From UPSC perspective, the following things are important :
Prelims level : Not much
Mains level : Paper 2- Regulatory challenges faced by civil society organisations
Recently, the Missionaries of Charity established by Nobel Laureate Mother Teresa was in the news for the cancellation of its permission under the FCRA.
Detailed scrutiny delaying permission for grant
- The levels of due diligence and the information sought on the one hand and the annual declarations to be given by the board members of civil society organisations on the other have increased significantly.
- The mandatory opening of bank accounts for foreign contributions has been centralised in one branch of the State Bank of India.
- The linking of Permanent Account Number (PAN), Aadhaar number and mapping it with the bank account/s of the individual board members are happening.
- The registrations under Foreign Contribution (Regulation) Act (FCRA) have been long necessitated in order to undertake due diligence of the causes for which the organisation is working for and also to have a handle on the traceability of funds.
- The dashboard shows a little under 17,000 active organisations — which have either got permission or will know their fate by March 2022, while around 33,000 organisations have either lost their permission or it has expired.
- Restriction on sub-grant: In the past, the amendments in the FCRA that restricted the ability to sub-grant, killed many of the niche organisations working in very remote areas which had no direct access to international funding but were doing it through larger non-governmental organisations.
- Restriction on administrative expenses: The other amendment restricting the proportion of expenses on administration almost choked organisations that worked for the rights of the disposed.
- The increasing level of surveillance type of data sought has resulted in many organisations losing people on their governance structure and resulting in problems in funding.
Why do we need Civil Society Organisations?
- We need them because they usually work on what can be called an unreasonable agenda.
- This unreasonableness falls in three large verticals.
-  Ensuring efficiency and accountability from state: The first is that they ask for greater efficiency, delivery and accountability from the state.
- Whether is it about rehabilitation and compensation in the case of land acquisition or setting up a great accountability framework as was done through the movement led by the Mazdoor Kisan Shakti Sangathan for the Right to Information.
-  Correcting extractive nature of market: The second vertical is in correcting the extractive nature of markets.
- The groups asking for environmental accountability are looking at inter-generational justice on a matter that is not very precisely measurable but is palpable.

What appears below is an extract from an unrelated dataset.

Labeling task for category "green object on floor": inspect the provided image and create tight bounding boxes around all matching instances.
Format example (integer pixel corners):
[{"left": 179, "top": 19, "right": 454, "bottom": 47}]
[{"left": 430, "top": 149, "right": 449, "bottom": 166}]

-  Picking up niche causes: The third is basically picking up causes that are so niche that it is beyond the capability of the state to come up with such initiatives.
- For example, a drama school set up in a village called Heggodu, Karnataka, or an idea of distributing clothing for work as done by Goonj.

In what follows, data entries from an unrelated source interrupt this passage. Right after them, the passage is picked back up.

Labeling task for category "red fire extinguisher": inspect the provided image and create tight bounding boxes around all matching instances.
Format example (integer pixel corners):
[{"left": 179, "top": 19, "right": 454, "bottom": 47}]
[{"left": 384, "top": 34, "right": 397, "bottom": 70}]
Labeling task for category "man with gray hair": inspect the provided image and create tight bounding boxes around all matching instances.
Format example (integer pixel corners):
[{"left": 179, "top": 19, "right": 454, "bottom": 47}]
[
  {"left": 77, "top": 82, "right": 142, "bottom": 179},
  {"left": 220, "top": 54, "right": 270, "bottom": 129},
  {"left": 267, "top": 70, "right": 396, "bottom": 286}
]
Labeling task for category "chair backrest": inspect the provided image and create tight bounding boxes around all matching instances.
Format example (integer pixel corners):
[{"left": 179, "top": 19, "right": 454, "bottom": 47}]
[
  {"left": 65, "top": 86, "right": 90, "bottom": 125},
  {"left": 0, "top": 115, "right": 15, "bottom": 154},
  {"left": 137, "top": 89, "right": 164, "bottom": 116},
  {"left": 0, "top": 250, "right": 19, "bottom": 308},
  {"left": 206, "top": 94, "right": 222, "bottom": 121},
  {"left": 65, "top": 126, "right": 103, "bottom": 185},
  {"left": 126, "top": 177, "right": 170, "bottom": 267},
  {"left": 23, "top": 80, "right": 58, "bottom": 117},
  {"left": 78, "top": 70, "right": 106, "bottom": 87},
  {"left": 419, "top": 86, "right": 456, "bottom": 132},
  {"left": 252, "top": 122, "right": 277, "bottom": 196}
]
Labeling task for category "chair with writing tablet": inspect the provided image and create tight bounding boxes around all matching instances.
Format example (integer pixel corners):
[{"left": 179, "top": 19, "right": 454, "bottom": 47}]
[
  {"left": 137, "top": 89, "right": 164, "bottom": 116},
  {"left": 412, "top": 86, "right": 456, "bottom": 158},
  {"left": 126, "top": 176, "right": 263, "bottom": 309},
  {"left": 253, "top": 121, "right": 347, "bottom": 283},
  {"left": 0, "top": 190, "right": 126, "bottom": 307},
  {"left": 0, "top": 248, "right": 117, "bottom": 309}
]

- These initiatives cannot be put into specific business plans, spreadsheets or government schemes.
- They, therefore, need a grant-based, cause-based revenue stream model.
Should these organisations accept foreign funding?

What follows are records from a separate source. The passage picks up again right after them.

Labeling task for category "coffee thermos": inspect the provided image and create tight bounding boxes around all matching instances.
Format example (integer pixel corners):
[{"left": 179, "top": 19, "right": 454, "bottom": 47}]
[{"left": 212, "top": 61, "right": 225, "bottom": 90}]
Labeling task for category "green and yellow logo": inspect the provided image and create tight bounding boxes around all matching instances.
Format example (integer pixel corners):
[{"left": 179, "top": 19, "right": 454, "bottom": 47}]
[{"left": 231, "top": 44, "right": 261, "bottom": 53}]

- Causes have no boundaries: “Causes” have no boundaries and funding for such socially desirable belief systems could come from beyond borders.
- Some causes carried out by organisations such as Doctors Without Borders, or Reporters Without Borders are by definition international in nature.
- Similar is the case with the Jaipur foot provided by the Bhagwan Mahaveer Viklang Sahayata Samiti.
- The humanitarian work by the Missionaries of Charity is beyond the capability of a state.
- Such causes do not have a rational basis to be explained in terms of a financial model; how do you put a price tag to press freedom?
- The niche funding will happen from agencies that may be beyond the borders.
- The duality of welcoming foreign investments (which takes away capital gains and dividends) while actively discouraging foreign aid to charities is staring us in the face.
The government needs to ensure that the regulations do not create hurdles for the civil society organisations in their functioning and receiving fundings.